Roma visibiliza a aquellos que están ahí y sin embargo no se ven, de los que no se sabe absolutamente nada, aquellos trabajadores invisibles que pueden estar presentes no solo como empleadas domésticas, sino también como policías, porteros, personal de limpia, meseros, garroteros, tenderos, mucamas y un sinnúmero de oficios que requieren que un ser humano consagre su vida a hacer más cómoda la de otro.
Del ruido y el silencio
A pesar de centrarse casi todo el tiempo en un barrio en específico de la Ciudad de México, la película retrata una característica compartida por toda la urbe, el incesante ruido. Esta ciudad está plagada de él todo el tiempo. Proviene de un sinfín de fuentes que a partir de sus sonidos particulares alimentan ese rompecabezas auditivo inabarcable que es la capital mexicana.

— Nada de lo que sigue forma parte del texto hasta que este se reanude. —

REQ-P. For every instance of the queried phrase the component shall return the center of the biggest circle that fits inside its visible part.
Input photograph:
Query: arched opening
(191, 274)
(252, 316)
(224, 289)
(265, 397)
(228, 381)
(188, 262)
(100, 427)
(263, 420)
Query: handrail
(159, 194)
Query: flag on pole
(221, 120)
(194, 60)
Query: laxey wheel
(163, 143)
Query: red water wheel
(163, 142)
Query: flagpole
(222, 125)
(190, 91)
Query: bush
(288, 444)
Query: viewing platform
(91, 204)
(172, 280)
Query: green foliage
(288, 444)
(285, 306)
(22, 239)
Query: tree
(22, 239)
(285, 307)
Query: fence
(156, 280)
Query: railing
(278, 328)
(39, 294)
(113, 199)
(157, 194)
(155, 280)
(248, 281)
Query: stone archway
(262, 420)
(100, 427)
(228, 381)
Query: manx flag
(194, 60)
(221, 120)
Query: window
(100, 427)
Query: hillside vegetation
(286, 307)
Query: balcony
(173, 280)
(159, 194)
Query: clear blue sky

El silbato de los afiladores en bicicleta, motores de los automóviles y sus respectivas bocinas, vendedores ambulantes, comerciantes en establecimientos fijos, mercados, niños jugando, bandas de guerra tocando tambores y cornetas, madres y abuelas llamando a hijos y nietos, aviones, música en los radios, transporte público y fiestas, etc. La Ciudad de México es un collage auditivo apocalíptico, surreal y aquellos que la habitamos sabemos que encontrar un momento de calma es postrarse ante un raro hallazgo.
Al respecto, Roma muestra aquellos silencios con los que esta ciudad también convive pero con menos frecuentemente, como aquel en que se ve envuelta Sofía al ver como su esposo se marcha de casa, el de Cleo meditabunda después de que naciera muerta su hija, o bien, el silencio que invade un automóvil en el trayecto de regreso después de un viaje familiar a Tuxpan.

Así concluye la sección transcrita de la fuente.